10.0.2.1 is the gateway address of Coolify's Docker bridge network, which routes to the host. A service that lives inside the same Coolify network is reachable by its container name instead. The rule of thumb: a containerised tunnel reaches a bare-metal host service through the bridge gateway, and a co-networked container through its service name, never through localhost. Get that one line right and the whole zero-open-ports design just works.

My actual layout

The setup I run, which has held up for months:

  • One A1 instance, 4 OCPUs and 24 GB RAM, Mumbai, 50 GB boot plus an attached data volume
  • Coolify as the self-hosted PaaS control plane, deploying every app from a Git push
  • Several PocketBase instances as backends, one per project, each on its own subdomain
  • A single Cloudflare Tunnel fronting everything, so zero ingress ports are open on the VM
  • Litestream streaming each PocketBase SQLite file to Cloudflare R2, so a dead instance is a restore, not a loss
  • Caddy or the Coolify-managed proxy for internal TLS where a service is not behind the tunnel

That stack carries 15 to 20 small services comfortably. The constraint I hit first is never CPU, it is RAM when too many Node build steps run at once, which is why the single fat box beats four thin ones for this workload.

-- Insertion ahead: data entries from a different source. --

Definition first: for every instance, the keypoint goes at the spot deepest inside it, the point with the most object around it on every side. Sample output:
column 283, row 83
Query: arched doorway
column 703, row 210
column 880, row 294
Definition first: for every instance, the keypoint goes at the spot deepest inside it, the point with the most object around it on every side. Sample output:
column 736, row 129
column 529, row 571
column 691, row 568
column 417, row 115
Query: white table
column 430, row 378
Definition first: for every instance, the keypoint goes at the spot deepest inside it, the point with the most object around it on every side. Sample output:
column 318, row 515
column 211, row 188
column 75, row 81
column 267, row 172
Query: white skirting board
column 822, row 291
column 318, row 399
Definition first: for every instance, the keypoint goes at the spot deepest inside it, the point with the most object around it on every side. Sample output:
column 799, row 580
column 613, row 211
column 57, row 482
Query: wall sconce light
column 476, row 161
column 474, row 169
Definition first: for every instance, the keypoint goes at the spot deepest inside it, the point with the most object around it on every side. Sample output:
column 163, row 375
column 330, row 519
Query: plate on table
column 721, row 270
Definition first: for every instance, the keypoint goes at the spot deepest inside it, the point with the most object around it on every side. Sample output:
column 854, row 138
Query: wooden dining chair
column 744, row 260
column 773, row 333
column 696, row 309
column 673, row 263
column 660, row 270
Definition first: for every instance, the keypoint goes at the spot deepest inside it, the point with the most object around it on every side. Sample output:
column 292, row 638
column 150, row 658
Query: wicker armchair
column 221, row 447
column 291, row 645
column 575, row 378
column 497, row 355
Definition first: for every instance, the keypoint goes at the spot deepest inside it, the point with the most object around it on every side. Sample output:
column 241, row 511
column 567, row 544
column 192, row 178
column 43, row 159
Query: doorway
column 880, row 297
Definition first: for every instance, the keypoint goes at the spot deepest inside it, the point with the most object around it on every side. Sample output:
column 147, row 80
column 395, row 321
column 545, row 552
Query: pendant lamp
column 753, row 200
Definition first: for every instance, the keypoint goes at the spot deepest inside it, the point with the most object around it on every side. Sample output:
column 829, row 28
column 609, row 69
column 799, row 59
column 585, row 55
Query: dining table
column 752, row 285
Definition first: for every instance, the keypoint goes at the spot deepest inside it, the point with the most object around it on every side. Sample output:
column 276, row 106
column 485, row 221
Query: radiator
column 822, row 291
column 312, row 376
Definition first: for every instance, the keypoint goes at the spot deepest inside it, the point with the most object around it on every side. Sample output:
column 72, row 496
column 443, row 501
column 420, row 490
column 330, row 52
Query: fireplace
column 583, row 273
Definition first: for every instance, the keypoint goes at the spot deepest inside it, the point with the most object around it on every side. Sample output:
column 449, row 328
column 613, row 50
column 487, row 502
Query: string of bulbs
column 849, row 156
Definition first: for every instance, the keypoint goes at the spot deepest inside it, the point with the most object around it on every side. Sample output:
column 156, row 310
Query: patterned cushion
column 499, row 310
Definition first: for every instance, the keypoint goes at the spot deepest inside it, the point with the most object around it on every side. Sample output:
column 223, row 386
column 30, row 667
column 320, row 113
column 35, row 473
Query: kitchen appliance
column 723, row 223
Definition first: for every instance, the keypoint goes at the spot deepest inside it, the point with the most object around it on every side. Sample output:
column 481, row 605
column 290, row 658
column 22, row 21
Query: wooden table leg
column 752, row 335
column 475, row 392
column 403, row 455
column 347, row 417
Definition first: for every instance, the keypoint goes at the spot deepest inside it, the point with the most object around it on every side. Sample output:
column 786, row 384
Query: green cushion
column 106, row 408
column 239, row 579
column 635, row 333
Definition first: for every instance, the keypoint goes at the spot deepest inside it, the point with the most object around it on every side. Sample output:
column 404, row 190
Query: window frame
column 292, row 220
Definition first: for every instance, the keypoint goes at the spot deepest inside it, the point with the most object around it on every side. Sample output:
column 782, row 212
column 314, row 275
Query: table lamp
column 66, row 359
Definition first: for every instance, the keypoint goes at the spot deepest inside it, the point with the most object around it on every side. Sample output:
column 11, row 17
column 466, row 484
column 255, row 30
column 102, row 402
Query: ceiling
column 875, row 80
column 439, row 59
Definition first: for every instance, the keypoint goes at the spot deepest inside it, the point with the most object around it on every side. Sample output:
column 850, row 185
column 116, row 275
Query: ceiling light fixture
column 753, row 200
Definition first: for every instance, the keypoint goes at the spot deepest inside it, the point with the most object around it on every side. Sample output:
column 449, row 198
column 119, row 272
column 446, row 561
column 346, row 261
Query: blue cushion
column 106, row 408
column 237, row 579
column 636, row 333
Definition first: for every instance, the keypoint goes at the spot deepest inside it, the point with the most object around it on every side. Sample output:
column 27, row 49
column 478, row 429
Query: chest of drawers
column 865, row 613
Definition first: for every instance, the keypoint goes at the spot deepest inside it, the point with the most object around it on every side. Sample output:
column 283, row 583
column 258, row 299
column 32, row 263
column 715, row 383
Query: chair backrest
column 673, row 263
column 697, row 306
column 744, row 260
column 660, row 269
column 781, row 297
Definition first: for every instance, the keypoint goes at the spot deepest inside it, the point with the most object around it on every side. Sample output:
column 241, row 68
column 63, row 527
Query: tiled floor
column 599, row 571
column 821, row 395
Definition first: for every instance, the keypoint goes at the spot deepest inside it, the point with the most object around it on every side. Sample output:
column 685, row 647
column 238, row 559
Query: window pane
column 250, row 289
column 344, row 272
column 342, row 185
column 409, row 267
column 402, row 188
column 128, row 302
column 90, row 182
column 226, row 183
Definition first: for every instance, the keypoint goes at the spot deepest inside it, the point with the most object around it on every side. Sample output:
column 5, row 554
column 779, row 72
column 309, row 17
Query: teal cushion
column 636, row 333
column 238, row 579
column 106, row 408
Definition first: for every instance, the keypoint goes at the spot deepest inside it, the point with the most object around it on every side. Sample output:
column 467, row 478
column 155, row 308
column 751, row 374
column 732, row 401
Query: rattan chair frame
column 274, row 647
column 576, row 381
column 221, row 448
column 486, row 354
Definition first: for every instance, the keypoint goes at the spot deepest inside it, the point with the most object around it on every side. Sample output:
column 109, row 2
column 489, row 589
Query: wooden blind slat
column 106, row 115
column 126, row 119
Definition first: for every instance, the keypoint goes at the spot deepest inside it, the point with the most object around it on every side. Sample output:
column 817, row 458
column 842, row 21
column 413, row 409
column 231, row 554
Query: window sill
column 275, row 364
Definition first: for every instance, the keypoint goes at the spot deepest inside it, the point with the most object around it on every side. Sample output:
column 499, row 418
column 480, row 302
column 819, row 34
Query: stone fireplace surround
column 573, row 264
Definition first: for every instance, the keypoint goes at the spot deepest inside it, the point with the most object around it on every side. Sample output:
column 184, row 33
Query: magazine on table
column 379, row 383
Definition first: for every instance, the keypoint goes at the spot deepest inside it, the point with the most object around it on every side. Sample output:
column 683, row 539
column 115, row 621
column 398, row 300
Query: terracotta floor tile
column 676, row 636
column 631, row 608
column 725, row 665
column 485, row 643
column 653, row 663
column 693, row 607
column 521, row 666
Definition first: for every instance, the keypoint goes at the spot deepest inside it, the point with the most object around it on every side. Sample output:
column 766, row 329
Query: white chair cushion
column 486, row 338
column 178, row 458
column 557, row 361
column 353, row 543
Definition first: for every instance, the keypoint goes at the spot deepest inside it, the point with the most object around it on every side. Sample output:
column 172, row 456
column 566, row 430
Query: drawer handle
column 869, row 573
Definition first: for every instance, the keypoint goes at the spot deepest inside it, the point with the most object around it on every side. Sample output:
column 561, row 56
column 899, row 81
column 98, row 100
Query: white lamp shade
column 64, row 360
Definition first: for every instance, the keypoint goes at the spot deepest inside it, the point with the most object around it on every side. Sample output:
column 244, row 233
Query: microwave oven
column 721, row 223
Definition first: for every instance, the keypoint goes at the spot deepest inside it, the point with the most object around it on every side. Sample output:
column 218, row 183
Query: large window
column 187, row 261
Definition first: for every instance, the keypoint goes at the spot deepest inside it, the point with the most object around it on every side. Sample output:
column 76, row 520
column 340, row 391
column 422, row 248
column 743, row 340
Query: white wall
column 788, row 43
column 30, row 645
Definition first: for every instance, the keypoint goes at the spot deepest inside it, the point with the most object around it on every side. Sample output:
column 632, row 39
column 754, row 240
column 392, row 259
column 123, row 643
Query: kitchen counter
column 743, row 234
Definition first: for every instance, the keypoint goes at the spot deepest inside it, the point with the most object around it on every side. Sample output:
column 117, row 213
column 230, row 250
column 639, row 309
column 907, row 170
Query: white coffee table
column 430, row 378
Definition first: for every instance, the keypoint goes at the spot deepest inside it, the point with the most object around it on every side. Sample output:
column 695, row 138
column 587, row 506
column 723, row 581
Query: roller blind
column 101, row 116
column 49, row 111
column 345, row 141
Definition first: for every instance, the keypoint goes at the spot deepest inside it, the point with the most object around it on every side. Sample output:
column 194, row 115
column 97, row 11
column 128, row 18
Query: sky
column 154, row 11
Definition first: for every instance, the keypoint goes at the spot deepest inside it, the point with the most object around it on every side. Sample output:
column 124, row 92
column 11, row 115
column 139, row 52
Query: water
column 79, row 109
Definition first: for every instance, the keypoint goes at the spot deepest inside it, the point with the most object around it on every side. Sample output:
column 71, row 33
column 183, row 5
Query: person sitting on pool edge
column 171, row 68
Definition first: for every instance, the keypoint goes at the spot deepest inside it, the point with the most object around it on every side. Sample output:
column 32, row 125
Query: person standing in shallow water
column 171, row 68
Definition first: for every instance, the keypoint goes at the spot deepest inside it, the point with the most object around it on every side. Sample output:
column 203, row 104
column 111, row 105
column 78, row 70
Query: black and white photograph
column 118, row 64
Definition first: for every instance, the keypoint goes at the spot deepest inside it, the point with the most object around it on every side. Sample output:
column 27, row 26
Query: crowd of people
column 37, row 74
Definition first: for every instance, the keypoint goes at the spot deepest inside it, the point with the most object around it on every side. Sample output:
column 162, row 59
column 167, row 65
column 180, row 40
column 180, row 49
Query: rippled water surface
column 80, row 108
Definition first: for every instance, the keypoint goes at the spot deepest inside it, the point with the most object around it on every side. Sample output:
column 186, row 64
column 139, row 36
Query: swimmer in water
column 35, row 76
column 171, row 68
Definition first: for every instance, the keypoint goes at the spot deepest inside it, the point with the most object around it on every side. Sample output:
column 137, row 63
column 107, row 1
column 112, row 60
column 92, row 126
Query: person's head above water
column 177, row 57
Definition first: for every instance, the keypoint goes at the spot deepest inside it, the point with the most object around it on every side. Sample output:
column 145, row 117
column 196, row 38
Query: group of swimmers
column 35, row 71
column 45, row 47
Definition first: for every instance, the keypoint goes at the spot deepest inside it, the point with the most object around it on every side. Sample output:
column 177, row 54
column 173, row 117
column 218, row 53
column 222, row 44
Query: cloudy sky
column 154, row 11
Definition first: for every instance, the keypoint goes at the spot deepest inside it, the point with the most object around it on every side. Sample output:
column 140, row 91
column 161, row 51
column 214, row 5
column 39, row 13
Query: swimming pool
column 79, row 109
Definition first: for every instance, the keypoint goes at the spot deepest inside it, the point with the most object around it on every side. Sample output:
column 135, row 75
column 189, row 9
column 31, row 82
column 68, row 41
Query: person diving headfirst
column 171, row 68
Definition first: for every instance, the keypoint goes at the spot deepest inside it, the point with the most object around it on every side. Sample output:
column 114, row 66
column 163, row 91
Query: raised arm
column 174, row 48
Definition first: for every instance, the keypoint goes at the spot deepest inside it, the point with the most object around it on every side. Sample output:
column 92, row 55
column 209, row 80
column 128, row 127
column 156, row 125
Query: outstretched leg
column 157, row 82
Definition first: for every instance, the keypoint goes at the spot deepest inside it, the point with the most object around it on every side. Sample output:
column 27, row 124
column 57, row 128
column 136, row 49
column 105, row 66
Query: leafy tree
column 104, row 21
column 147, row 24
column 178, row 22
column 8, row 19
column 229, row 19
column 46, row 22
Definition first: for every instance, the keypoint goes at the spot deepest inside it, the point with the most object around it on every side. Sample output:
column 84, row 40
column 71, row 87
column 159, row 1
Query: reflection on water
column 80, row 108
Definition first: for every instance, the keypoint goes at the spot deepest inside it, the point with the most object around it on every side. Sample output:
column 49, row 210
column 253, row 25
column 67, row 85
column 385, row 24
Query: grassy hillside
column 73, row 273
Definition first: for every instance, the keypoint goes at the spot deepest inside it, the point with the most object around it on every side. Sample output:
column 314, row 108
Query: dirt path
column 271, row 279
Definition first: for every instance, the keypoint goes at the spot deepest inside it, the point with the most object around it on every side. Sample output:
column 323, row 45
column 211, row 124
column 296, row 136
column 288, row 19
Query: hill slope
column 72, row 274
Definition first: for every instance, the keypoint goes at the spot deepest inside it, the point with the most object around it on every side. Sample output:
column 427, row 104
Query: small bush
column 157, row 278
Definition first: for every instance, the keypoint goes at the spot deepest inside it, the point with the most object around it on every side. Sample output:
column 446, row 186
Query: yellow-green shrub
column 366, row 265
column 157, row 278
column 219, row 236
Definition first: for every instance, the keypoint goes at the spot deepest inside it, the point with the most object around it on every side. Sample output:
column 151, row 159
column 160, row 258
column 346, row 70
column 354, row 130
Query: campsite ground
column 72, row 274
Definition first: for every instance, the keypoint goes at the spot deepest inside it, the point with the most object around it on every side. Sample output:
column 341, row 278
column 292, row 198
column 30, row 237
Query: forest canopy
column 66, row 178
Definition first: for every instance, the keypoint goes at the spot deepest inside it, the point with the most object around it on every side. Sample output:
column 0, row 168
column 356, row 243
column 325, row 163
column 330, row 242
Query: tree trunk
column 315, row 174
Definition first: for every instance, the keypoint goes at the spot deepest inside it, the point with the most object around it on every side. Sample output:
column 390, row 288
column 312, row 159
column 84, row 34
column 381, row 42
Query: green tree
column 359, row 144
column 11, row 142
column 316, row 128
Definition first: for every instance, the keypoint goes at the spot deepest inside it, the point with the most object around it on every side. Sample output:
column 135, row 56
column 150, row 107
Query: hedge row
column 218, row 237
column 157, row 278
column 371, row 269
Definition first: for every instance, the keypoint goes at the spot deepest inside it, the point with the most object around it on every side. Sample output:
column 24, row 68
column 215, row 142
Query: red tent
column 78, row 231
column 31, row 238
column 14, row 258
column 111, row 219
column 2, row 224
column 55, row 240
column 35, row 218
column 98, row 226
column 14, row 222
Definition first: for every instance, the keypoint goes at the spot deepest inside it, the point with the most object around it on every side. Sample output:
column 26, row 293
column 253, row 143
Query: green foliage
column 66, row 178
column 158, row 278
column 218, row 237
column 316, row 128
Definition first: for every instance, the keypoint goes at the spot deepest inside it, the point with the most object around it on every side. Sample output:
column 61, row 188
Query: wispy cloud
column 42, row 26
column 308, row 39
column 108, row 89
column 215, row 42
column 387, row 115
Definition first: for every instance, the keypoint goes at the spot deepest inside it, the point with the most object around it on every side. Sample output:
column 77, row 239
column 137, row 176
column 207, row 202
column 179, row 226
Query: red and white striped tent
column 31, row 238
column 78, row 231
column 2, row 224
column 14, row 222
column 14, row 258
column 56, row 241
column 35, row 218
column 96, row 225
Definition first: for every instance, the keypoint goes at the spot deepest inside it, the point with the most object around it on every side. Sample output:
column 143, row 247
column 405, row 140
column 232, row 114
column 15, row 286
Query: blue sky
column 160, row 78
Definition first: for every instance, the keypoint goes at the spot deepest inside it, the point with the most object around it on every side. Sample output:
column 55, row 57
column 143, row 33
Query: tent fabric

When to use it, and when not

Use an A1 Always Free box for personal APIs and internal tools, PocketBase or SQLite-backed apps, background workers and bots, uptime monitors and status pages, ARM64 compatibility staging, and exactly the kind of bootstrapped multi-app PaaS I described above. It is an excellent free lab and an honest early production server. The same idle headroom makes it a clean home for a self-hosted GitHub Actions runner on Oracle ARM, which moves your CI off GitHub's free-minutes meter for zero rupees.

Do not use it for revenue-critical databases without off-instance backups, sustained heavy-CPU jobs where paid capacity is simply simpler, x86-only software stacks, public file mirrors or high-bandwidth media, or anything that needs a contractual uptime SLA. Free compute has no SLA, and the moment a project earns money, the right move is to pay for infrastructure and demote the A1 box to staging or a utility node.

Quick takeaways

  • The free pool is 3,000 OCPU hours and 18,000 GB memory hours per month, equivalent to 4 OCPUs and 24 GB RAM run continuously.
  • The real wall is Out of host capacity, not billing. Choose your region deliberately, ask for a smaller shape first, and retry on a loop.
  • 200 GB block storage is shared across all boot and data volumes. Prune Docker images or the 50 GB boot disk fills.
  • Idle reclaim is real at 7-day p95 below 20 percent. Real workload clears it. Fake load is a waste and a violation.
  • A containerised Cloudflare Tunnel reaches a host service via the Docker bridge gateway, not localhost. This is the single most expensive gotcha on the tier.
  • Stream your databases off-instance with Litestream to R2, because a free VM is a box you should be able to lose without flinching.